Building the apparatus:
To make a pendulum, all you need is a string and a weight – on a pendulum, the weight is called a plum-bob. Some ideas for your plum-bob: a hex nut, roll of tape, chess piece, pretty much anything with some weight to it, and with an easy spot for connecting it to a string. Tie the string to the weight, and you’ve made a pendulum. Now we need a way to hang our pendulum so that we can time its oscillations. You could use a doorknob, coat hanger, command hook, or the edge of a desk. If you don’t have somewhere like that, you can make a stand by using some heavy support like a spray bottle full of liquid or a stack of books, and then taping an “arm” – something like a pencil or ruler – to the support such that you could hang your pendulum from the arm. No matter how you choose to hang the pendulum, you must:
- Set you hanger up such that you can change the length of your pendulum.

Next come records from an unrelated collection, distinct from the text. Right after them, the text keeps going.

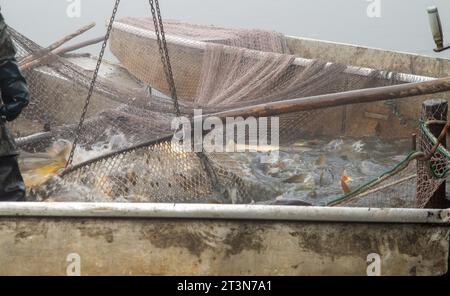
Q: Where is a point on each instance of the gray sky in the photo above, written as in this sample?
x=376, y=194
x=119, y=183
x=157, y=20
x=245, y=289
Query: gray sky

- Be sure that the the pendulum swings freely, such that the string and plum-bob do not rub against any walls or your stand.

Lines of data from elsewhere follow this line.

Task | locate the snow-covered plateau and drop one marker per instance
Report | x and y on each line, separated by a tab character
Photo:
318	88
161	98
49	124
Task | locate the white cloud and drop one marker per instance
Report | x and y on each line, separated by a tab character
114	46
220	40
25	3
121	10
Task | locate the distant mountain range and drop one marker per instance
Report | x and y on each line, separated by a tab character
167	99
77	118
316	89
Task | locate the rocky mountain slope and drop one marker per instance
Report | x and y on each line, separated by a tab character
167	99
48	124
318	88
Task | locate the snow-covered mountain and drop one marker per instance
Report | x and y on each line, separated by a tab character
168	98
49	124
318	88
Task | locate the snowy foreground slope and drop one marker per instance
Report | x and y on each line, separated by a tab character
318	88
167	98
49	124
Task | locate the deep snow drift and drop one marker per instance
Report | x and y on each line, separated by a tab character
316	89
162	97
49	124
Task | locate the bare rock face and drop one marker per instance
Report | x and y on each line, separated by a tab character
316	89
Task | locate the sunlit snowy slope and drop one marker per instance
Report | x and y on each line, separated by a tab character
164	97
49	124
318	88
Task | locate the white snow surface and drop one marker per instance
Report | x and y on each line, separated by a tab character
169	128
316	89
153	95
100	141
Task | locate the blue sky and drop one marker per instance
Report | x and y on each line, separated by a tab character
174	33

So, for this lab, the plan is to time the period of the pendulum for multiple lengths of the pendulum. We know they obey the formula: T=2π(L/g)p , where T is the period – the time it takes for the pendulum to do one full oscillation, L is the length of the pendulum, g is the local gravitational constant, and p is some number. This formula is true when the pendulum swings at small angles, but more on that in a moment. We’ll be solving for p, after using logarithms to simplify our formula into a linear one. So for the data taking, we will be measuring the period of the pendulum multiple times for a given length such that we can find the average and uncertainty on the period for that length. We find that it is hard to time just one oscillation – one period, and it is easier to measure the period by observing some number of oscillations, then dividing the time by the number of oscillations. This is the same method as stacking 10 nickels, measuring the height of the stack, then dividing the measurement by 10 to return the height of one nickel. So, for each length of the pendulum, you will preform a number of trials, where in each you will time some number of oscillations, divide by that number of oscillations, and record the period. Thus you will have (L,T) data points with uncertainties on L and T (how will you find uncertainty on L?) with which you will create (x,y) data points with uncertainties that obey a linear formula, and then we can fit a line.

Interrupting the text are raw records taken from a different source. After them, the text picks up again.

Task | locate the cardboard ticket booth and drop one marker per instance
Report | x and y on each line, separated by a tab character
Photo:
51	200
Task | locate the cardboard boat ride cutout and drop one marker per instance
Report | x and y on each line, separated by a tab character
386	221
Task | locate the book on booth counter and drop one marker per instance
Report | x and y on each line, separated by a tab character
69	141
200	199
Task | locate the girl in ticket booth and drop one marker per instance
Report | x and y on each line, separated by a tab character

About small angles, the formula we are using only works when θ ≤ 15°. Here, θ is the angle between the string when we let it go and the string when it is at rest (vertical). Additionally, every trial you must pull the pendulum back to the same angle. We are seeing how the period changes with a change in L, so we want every other factor to remain constant throughout our data taking procedure. It is helpful to mark the angle somehow to be sure the angle stays constant. To measure the angle to be sure it is under 15°, use a protractor. If you don’t have a protractor, just print a picture of one, as long as you don’t warp it – change the width of the picture disproportionally to the height – you’ll have a perfectly functional protractor. Of course you could just as well use trigonometry to draw and cut out a triangle with an angle of 15° and use that.
So in summary, the steps are as follows:
- Make a pendulum.
- Make a pendulum stand such that you can vary the length of the pendulum, and the pendulum swings freely.
- With the pendulum at some length L1, take a number of trials with a consistent θ ≤ 15°, where you time the pendulum for each trial to find the period.
- Measure L1 and its uncertainty (How?).
- Repeat steps 3 and 4 for a new length, but with the same angle you used for L1.
- Take the averages and standard deviations of your L and T data to get (L,T) data points with error bars.
- Figure out the linearization & solve for p – the rest of the lab.